Una storia-vera.
Cammino per strada e vedo una donna. Capelli color cenere, anzi ocra. Occhiali, gonna, camicetta a fiori. Seduta su una panchina che fissa il vuoto davanti a sé. Il caldo è. Infernale. Come si chiama questa nuova ondata dopo Caronte? El Diablo? Fuoco e Fiamme? Delirium? Luciferus? Gargamella?
Comunque Giuseppina, questo il suo nome. O forse Ester. Se ne sta lì ferma immobile su una di quelle panchine singole in mezzo alle auto, le cui scocche semplicemente bruciano e riverberano il fuoco e le fiamme dalle viscere del cielo.
Guardo ai suoi piedi e vedo una colomba. Anche il signore del negozio di scarpe dall'altra parte della strada guarda quella stessa colomba. Una colomba bianca e bellissima con una specie di coda che sembra lo strascico di una sposa piccola ma orgogliosa di se stessa.
La particolarità di Giuseppina (o Ester) è quella di indossare anche un paio di guanti. Di quelli gialli, per lavare i piatti. Li tiene ben infilati nelle mani, appoggiate sulle gambe. Il mio primo pensiero è la follia. Il secondo è il caldo che deve fare lì dentro, quelle povere dita.

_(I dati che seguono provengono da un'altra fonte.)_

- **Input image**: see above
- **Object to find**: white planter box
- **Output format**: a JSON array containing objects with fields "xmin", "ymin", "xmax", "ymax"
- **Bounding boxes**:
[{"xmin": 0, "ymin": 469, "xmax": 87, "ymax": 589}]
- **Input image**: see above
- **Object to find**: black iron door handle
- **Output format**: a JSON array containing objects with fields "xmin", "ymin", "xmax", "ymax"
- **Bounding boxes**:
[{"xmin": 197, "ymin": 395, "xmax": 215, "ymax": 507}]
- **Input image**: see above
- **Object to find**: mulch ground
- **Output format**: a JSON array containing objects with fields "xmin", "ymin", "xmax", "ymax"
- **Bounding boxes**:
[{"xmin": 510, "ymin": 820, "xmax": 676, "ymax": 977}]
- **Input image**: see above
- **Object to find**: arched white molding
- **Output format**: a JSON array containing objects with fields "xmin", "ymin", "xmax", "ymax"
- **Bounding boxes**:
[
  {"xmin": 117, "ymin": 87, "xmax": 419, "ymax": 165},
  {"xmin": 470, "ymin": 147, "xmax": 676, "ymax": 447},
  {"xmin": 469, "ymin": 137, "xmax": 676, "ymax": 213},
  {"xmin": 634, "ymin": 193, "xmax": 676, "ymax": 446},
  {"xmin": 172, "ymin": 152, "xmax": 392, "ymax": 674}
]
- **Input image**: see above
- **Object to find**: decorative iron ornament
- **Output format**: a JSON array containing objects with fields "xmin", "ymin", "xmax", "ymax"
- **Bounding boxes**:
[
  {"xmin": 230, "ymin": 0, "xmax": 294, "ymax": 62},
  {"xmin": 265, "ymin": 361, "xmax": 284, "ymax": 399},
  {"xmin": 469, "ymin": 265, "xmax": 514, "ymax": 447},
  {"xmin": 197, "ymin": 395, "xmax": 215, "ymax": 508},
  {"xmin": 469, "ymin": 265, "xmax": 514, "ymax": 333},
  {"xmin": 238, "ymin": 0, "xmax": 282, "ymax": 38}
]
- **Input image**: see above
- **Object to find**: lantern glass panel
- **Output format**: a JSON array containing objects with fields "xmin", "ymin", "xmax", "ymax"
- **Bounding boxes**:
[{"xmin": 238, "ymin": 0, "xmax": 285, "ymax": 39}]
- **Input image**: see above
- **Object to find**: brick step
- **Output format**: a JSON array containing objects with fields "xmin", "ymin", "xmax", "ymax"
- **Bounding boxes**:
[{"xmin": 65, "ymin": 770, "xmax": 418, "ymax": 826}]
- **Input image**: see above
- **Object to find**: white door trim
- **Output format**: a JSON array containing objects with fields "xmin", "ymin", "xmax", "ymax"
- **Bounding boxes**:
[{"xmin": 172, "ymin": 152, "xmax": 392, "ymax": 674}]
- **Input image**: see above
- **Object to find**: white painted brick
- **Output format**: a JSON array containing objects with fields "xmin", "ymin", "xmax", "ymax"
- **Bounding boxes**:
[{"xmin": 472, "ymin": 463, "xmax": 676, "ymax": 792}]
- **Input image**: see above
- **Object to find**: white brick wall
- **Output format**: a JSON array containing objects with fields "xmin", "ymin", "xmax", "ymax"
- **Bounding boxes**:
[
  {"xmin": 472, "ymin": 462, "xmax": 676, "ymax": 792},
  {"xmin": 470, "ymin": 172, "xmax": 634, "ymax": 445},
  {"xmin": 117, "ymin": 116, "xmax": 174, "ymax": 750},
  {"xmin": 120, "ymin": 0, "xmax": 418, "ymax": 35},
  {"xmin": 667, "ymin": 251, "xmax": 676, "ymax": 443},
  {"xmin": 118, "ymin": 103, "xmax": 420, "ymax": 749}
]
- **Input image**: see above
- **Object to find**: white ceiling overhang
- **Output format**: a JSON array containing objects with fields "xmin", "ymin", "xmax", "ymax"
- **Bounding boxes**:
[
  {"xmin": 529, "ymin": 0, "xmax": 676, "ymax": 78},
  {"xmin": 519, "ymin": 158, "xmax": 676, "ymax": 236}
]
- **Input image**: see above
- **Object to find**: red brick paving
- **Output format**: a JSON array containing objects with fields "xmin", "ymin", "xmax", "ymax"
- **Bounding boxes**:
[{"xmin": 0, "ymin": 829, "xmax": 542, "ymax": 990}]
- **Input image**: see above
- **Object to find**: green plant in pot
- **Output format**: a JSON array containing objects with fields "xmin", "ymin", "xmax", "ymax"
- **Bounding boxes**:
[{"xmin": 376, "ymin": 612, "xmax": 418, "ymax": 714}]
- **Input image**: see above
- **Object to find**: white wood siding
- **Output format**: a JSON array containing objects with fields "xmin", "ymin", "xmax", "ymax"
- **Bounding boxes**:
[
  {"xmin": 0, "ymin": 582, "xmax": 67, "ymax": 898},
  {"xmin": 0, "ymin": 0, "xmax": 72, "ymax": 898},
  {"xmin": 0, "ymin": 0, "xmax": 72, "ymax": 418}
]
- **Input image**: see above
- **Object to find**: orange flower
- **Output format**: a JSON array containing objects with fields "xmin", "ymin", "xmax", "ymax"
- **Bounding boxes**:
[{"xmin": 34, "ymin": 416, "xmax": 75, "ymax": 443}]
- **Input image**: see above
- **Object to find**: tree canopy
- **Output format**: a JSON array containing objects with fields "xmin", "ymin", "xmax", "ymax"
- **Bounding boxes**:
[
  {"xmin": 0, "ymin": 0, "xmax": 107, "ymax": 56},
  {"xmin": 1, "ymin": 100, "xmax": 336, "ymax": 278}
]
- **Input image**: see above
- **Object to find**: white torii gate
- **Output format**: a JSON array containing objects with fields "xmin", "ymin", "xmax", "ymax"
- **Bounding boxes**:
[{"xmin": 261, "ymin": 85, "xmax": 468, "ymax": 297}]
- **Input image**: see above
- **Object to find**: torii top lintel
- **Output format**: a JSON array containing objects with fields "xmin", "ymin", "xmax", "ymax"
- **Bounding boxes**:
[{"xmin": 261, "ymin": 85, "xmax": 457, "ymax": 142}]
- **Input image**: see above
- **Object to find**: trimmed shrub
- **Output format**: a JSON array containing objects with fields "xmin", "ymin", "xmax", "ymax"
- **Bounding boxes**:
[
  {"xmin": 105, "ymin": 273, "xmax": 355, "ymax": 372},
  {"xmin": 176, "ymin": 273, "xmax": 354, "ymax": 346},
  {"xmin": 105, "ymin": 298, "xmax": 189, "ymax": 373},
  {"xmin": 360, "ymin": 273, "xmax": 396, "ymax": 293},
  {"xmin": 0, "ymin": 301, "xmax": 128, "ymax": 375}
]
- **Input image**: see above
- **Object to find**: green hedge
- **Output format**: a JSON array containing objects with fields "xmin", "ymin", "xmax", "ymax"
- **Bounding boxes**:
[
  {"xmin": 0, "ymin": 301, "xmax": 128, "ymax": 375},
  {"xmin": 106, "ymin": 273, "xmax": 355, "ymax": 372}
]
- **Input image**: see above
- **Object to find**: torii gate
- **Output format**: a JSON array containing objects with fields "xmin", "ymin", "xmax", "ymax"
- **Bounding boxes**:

Poi capisco il senso. Giuseppina si sporge in avanti, dopo minuti di preoccupante fissità. E accarezza la colomba. C'è quindi un significato. I guanti, per toccare la colomba.
"Viene qui spesso" dice il tizio del negozio di scarpe. Ma, non mi sono concentrata abbastanza per capire se si riferisse a Giuseppina-Ester o alla colomba. O forse a tutte e due.
Torino. Quartiere Crocetta. Un pomeriggio qualunque di mezza estate.